Conquer Gets Crowned in Occult Detective Quarterly #3

Electric Pentacle has put out Occult Detective Quarterly #3 and with it, my character, cool 70’s blaxploitation occultist John Conquer returns, in Conquer Gets Crowned.

When a group of Harlem graffiti artists show up in Conquer’s office with a story about a monster prowling the subway tunnels where they practice their trade, Conquer is dubious, until one of the kids shows him a sketch of the thing in his notebook and he recognizes a mystic symbol emblazoned on its chest that no uninitiated kid with a spray can could possibly come up with on his own. Conquer hits the books and then hits the streets….time for Conquer to get crowned.

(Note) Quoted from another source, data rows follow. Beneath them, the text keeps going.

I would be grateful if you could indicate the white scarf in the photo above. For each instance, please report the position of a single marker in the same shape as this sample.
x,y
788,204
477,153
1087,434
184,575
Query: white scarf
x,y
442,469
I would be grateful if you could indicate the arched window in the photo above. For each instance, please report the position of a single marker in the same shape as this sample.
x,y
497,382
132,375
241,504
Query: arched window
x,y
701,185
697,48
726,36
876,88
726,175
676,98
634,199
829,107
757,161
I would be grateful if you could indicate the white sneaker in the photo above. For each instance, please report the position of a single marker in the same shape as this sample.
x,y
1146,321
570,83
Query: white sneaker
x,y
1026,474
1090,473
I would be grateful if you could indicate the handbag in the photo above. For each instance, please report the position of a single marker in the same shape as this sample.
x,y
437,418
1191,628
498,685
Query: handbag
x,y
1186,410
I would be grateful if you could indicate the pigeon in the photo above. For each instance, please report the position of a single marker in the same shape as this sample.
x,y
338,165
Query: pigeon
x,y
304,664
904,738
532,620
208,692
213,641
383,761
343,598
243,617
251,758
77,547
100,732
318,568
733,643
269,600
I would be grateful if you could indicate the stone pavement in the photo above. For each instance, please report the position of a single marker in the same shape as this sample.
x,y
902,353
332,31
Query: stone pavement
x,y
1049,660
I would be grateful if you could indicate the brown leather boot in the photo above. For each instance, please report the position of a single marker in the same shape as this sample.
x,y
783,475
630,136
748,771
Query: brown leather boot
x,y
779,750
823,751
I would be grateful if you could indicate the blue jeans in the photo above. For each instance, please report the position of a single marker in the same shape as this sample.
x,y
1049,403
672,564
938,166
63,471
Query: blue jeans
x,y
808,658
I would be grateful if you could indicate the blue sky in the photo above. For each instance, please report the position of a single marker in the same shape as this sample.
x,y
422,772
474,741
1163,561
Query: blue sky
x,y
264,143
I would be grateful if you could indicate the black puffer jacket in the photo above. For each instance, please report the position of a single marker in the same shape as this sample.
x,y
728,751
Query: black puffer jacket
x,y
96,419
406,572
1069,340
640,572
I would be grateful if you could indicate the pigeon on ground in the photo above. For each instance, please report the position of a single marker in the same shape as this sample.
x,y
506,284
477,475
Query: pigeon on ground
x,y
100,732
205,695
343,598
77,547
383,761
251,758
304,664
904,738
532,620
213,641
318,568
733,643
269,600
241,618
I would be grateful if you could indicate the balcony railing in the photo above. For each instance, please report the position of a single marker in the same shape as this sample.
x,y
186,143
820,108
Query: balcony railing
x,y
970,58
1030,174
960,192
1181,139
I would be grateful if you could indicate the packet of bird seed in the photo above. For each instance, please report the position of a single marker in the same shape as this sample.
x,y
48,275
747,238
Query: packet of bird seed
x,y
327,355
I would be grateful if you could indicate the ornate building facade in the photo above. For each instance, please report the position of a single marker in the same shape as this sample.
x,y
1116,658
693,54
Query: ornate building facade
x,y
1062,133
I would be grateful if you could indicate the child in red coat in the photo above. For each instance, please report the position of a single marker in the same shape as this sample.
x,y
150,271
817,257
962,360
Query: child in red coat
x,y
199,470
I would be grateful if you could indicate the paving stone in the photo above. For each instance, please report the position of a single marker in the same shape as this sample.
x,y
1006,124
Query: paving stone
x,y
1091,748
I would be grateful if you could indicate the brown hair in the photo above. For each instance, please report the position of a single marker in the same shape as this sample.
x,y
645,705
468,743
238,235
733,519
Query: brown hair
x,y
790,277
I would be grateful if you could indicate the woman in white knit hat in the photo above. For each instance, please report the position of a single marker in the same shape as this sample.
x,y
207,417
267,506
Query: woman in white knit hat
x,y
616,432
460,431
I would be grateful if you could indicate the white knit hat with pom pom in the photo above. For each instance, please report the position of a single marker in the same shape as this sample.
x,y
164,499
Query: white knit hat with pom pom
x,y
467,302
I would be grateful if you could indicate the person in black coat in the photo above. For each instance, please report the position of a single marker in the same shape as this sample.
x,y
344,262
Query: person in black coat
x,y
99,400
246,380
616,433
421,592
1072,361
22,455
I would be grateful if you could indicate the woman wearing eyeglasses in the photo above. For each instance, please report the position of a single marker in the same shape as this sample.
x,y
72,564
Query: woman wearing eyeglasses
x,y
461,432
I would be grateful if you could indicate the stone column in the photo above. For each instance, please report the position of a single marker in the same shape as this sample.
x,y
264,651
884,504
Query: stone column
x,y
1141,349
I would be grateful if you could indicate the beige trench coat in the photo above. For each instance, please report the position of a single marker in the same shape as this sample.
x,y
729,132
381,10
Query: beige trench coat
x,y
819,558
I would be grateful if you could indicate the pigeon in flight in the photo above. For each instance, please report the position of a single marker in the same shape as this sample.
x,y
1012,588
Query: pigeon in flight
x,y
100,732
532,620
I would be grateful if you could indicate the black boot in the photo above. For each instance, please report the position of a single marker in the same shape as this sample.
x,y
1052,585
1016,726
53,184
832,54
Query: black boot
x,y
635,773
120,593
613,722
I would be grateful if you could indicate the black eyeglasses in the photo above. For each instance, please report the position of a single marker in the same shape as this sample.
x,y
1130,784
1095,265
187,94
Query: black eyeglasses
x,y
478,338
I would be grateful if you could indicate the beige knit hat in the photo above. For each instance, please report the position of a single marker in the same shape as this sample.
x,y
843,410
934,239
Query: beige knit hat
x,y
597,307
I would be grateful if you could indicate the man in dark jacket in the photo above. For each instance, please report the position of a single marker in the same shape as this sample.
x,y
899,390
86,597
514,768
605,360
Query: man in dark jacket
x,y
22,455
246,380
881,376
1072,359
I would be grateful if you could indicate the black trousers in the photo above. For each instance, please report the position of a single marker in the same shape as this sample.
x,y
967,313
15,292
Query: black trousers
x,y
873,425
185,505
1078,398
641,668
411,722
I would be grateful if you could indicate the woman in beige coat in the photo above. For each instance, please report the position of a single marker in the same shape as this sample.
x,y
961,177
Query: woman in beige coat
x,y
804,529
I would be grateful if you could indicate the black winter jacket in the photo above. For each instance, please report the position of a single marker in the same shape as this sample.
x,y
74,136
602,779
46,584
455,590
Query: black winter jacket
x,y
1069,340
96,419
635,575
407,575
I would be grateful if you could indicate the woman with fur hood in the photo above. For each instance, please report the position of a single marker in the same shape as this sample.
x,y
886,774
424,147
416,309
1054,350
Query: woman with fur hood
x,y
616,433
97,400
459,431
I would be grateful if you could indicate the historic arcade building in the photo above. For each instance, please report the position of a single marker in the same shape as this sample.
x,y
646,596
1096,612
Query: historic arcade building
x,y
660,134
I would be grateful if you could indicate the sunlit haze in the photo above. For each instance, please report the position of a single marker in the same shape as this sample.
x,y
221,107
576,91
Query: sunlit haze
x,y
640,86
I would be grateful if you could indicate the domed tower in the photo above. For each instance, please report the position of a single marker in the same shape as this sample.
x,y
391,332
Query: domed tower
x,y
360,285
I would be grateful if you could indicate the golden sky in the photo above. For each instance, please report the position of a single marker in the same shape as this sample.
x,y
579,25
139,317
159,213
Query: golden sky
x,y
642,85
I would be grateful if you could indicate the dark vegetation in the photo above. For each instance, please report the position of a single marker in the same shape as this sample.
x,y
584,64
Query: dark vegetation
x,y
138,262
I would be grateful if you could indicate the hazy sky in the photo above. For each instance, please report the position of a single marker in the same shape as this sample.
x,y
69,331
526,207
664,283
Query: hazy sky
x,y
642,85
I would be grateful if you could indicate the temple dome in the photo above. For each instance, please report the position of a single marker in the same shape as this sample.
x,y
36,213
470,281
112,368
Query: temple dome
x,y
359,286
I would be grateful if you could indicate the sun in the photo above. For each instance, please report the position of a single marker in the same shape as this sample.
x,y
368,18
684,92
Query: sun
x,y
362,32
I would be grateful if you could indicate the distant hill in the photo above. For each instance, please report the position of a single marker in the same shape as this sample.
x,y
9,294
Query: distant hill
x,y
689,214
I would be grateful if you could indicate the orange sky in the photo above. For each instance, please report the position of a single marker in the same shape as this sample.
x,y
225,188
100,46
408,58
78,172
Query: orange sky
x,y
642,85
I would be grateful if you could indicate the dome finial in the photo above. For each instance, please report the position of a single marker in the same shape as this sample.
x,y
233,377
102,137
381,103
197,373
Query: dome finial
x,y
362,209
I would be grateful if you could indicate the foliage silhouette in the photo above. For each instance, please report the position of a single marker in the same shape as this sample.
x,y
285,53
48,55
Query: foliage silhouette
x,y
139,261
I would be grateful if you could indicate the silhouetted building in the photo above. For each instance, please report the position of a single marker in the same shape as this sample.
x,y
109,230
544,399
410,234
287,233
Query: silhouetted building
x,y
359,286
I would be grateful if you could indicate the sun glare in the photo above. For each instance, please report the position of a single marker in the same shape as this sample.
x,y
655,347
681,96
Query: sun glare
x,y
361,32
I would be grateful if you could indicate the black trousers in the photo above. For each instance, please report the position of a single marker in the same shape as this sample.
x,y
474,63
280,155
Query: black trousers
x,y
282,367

Here’s an excerpt, and the bee-you-tiful accompanying art from the talented Sebastian Cabrol.
conquergetscrowned

Somebody rapped on Conquer’s office door.

He groaned, kicked his shoes under the desk, and pulled his chair in. He wanted to tell whoever was outside to fuck off, but he couldn’t afford to turn anybody away or he wouldn’t be able to look at his pretty new receptionist for much longer. He’d already had to send her home for the day. The calls were just too few and far between.

“It’s open,” he muttered, hoping they didn’t hear him.

But they did.

He regretted answering at all at the first sight of the three ragged teenagers that shuffled in. Ripped jeans, hippy satchels, bomber jackets, black-smudged Converse. By the look of them, they had maybe a dime between them and they owed it to somebody. They smelled like they spent a lot of time in a garage, scooting under cars and inhaling car paint.

Two of them were young brothers, one big, black as a tire, hair in cornrows, the other tall and butter colored, so skinny his prodigious afro made him look like an oddball topiary.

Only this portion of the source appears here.